The CPU RM has two component: physical model calculation and scene rendering. Each component has different variants optimized for different processor instructions. Physical model calculation has two versions, one using SSE2, and the other FPU, as the calculation involves values of double type.

The rendering unit has two parts as well: preliminary scene calculation and ray tracing corresponding to resulting image pixels. The ray tracing unit coded in Assembler utilizes SSE optimizations, but hardly any FPU instructions. Preliminary scene calculation part coded in C++ features complicated algorithms. Such separation meets trends of realtime rendering tasks implementation.

Separate performance measurements of different application parts allow estimating CPU performance in various applications. It also enables to test instruction set (e.g. SIMD) implementation quality.

The test is reasonaly optimized for either instruction set. It is not absolute, but obtained in the real development process that lasted for a reasonable period of time. A part of the code, which uses FPU instructions, is compiled with MS VC++ 6.0 that is the most popular compiler for Win32 games. The SSE2 instructions part is complied with Intel C++ 5.0 with full optimization, because Intel is bound to offer the most effective code generation tool for its processors.

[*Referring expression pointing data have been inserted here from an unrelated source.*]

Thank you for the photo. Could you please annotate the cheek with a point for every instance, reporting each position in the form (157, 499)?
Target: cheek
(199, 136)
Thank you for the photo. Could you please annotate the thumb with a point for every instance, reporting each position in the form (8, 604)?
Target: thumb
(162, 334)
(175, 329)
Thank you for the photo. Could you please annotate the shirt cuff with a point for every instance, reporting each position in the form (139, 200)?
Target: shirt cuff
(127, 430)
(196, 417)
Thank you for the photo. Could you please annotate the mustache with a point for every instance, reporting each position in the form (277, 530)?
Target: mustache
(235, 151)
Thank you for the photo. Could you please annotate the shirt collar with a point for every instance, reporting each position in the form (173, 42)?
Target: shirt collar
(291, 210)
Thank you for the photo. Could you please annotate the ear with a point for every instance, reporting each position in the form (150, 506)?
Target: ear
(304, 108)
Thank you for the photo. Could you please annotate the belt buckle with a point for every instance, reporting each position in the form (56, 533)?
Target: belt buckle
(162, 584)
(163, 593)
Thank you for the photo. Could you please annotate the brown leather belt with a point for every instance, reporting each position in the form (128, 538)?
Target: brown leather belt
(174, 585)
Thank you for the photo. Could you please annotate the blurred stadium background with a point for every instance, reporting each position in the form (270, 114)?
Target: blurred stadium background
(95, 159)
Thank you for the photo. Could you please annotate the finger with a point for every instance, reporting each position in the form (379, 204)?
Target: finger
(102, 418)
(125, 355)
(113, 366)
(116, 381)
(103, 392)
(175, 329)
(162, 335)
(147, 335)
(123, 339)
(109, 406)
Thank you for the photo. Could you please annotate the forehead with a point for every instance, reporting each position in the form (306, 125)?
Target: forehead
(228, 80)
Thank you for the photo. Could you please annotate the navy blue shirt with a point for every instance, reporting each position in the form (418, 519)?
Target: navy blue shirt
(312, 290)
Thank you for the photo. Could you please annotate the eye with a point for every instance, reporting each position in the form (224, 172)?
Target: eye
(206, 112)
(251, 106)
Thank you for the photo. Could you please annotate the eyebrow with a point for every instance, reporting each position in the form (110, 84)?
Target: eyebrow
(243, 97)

Thanks to high-precision measurements it takes less than a minute to obtain stable repeatable results. CPU RM benchmark provides results proportional to CPU clock rate (with a small correction for memory). This is what we are focused on. As the test application mostly performs effective data caching, memory performance doesn't affect the results critically. This enables to test processor performance without considering memory efficiency. And this is good, as memory types change.

Test source code are freely available for everybody. Moreover, we welcome your ideas regarding the improvement and development of this test, and we are always eager to discuss and help you realize them.